Now I am using fedora, before that I used debian stable.
Right now i am using OpenSUSE Tumbleweed. But i am experimenting with NixOS as well. Bdw first comment on lemmy!
Fedora, for the “It Just Works”™ experience of an enterprise-supported distro.
I used to use Arch but recently switched to Fedora. I need stability now.
Debian, for ultimate stability, Fedora for every day, and Arch for my project box.
I use primarily Fedora for desktop/dual boot and minimal Rocky for server. I mess with Arch and Manjaro when I'm feeling adventurous.
I distro hop a lot. After using Majaro (gnome) for a long time I switched to Pop_OS for a long time. I switched back to Manjaro (Gnome) again, but after a week of use I've just downloaded Ubuntu.
I'm getting basic display issues that I've never got in another distro (including tails!) and it's generally annoying me. I'd rather use a distro that doesn't require troubleshooting on Day 1
I use opensuse with kde and I love it. Have been using it for 2 years now.

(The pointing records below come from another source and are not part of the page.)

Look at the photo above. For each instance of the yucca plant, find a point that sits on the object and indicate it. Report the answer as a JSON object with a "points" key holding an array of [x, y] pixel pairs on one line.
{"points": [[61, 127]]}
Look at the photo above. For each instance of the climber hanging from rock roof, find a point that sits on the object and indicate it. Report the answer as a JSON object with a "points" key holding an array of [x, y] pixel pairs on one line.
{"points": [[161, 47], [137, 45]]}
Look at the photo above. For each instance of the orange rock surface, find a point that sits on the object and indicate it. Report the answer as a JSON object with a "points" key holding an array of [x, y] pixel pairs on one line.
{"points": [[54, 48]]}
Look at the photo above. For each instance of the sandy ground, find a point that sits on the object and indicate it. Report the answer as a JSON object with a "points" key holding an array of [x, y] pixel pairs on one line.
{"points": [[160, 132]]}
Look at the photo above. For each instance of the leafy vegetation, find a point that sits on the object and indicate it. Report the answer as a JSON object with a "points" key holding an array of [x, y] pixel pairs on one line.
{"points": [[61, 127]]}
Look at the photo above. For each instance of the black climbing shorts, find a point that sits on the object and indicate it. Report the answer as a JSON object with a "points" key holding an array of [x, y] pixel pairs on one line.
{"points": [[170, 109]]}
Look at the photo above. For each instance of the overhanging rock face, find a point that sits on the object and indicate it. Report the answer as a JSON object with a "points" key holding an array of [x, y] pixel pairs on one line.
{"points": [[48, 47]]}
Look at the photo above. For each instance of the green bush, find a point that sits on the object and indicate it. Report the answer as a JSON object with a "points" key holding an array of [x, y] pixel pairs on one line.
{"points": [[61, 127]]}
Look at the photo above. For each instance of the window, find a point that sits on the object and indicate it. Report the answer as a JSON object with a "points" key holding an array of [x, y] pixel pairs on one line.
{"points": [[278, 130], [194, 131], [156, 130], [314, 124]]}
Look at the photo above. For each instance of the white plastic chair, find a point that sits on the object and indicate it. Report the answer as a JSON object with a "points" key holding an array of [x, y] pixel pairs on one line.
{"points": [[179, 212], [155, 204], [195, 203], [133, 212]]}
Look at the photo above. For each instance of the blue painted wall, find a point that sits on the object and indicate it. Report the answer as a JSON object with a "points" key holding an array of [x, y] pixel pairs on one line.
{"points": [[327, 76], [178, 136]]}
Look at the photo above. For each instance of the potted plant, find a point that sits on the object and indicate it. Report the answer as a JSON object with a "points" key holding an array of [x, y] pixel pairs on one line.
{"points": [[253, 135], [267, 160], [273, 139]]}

For server use at home I use Ubuntu Server and Alma Linux (mostly)
At work it is all RedHat.
Been using nobara with kde for the last 2-3 months
Alpine is honestly my go to
Slackware
I've felt in love woth Debian the moment I used it for the first time
Using Garuda (basically just Arch with some bloat) because I'm 1) too lazy to install Arch myself and 2) on an Nvidia card and Wayland WMs still seem buggy for me. Once (if ever) Wayland is stable on Nvidia I'll probably look for an alternative
Fedora on the desktop. I got my start on Red Hat Linux so I've stuck with it since.

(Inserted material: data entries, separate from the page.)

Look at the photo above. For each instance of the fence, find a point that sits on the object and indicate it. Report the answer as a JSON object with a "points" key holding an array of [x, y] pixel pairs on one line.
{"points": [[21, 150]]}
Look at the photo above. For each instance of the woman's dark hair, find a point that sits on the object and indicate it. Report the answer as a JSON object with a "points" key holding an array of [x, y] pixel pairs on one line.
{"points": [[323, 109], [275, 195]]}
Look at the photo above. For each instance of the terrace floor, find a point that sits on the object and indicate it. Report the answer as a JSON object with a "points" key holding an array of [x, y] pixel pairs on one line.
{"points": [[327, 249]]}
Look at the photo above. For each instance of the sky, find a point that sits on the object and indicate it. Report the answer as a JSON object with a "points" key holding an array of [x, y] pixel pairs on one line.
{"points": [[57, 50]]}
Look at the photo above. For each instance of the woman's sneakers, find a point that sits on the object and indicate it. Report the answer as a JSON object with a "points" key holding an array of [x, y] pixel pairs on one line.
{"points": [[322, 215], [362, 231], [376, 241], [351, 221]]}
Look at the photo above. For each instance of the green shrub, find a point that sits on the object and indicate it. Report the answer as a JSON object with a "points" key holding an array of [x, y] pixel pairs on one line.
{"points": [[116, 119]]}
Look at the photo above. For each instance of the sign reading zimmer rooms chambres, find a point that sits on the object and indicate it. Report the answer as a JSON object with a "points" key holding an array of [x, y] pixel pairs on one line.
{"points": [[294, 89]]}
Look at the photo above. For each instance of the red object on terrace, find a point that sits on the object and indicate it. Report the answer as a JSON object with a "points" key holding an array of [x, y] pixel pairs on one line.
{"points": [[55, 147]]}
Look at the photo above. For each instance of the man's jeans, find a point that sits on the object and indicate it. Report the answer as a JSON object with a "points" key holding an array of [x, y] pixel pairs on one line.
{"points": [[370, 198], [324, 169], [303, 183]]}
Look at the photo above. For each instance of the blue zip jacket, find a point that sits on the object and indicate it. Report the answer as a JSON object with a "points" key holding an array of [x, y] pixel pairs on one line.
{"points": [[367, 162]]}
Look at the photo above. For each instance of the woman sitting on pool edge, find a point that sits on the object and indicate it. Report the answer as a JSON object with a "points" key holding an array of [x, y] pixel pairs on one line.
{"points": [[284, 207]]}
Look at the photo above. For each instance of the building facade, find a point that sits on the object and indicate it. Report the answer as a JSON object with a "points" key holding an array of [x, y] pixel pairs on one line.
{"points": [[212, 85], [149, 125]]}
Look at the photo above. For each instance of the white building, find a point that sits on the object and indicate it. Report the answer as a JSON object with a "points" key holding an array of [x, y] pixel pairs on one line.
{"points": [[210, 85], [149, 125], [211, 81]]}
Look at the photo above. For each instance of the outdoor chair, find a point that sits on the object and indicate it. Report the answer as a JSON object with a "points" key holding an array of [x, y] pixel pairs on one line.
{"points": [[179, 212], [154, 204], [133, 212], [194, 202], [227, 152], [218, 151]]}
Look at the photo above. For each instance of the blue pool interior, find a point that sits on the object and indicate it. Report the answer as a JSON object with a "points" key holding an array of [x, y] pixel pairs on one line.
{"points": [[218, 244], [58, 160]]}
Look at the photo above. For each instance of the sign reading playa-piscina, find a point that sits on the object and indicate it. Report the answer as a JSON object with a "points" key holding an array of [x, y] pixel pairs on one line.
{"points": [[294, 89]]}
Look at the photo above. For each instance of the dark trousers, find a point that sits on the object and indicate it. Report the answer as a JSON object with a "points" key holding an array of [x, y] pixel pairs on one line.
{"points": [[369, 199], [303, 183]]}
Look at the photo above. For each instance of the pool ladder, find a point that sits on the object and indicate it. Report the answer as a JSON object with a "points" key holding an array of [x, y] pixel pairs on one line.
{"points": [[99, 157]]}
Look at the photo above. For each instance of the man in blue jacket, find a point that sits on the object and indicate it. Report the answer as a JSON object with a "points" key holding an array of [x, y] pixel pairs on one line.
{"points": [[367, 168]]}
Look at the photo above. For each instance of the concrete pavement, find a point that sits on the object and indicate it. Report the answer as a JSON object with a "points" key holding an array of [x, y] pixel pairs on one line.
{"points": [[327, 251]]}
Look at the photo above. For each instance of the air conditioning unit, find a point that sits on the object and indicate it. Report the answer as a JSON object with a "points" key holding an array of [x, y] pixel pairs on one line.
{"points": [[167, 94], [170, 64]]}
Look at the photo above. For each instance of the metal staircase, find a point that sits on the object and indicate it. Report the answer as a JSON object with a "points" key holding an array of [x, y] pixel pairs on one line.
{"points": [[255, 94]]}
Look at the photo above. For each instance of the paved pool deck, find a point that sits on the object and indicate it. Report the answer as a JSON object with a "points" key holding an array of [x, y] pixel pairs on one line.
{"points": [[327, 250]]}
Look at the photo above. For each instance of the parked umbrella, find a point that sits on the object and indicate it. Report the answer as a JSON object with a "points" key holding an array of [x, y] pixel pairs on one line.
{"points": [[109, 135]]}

For servers I use Debian. Lightweight, widely used, and gets the job done.
openSUSE Tumbleweed, it just works for me.
I'm currently running Mint on my Computer and Ubuntu on servers.
Linux Mint for desktops/laptops (Cinnamon if the hardware can handle it, MATE if it's a bit long in the tooth), and Debian for servers.
I've used several distros (yes, even Arch btw) through the years but I just keep finding myself coming back to the Debian-based ones. I guess I just feel most at-home with the way it has things set up, or something.
Mint with Cinnamon is my daily driver on my desktop and laptop for almost 3 years now. I ran a company for a while using Linux and managed to find everything I needed for software to run administration. It was great. I still have a windows tablet for troubleshooting and equipment specific requests, but I always feel weird logging into it.
TuxedoOS, Pop!_OS, and Ubuntu (work forces me to use it 😬)
Arch for my personal life as it is minimal but robust once you get over the fear of messing things up and level up your skills, and Debian at work since it supports most things and is a stable non rolling release. And KDE Plasma as DE on both.
I use Manjaro, but I run it like vanilla Arch (for example pacman/yay and not pamac). I find this to be a sweet spot for me - rolling releases are so incredibly nice, and Manjaro being slightly slower than Arch is good from a stability standpoint in my experience.
I use ZFS all over the place, including the root storage pool on my home server, which has overall been a great experience with systemd-boot.
Manjaro. I am a guy of habits, so I never really distro-hopped, I once tried to install Arch and failed to configure everything so I tried endeavour and failed too (which would mean I am not a tech guy either ;). Ultimately, I'd say that the distribution does not matters much once you are used to it, you can always get what you want from any of them. The only thing I really like in comparison with others is pacman :)
Manjaro for the best 🥰
Manjaro + SteamOS. Wanted to refresh myself on gaming with Linux/Proton prior to the Deck launch and Manjaro seemed the most similar. Helped that my Win11 install decided to crash explorer.exe every 5 seconds around the same time.
Been using PopOS for my living room AMD GPU pc, and it’s been the most seamless steam machine experience I’ve had so far. Tried multiple distros on my Nvidia one, and I just had no luck, I’ll move my Nvidia pc into Linux soon for another attempt.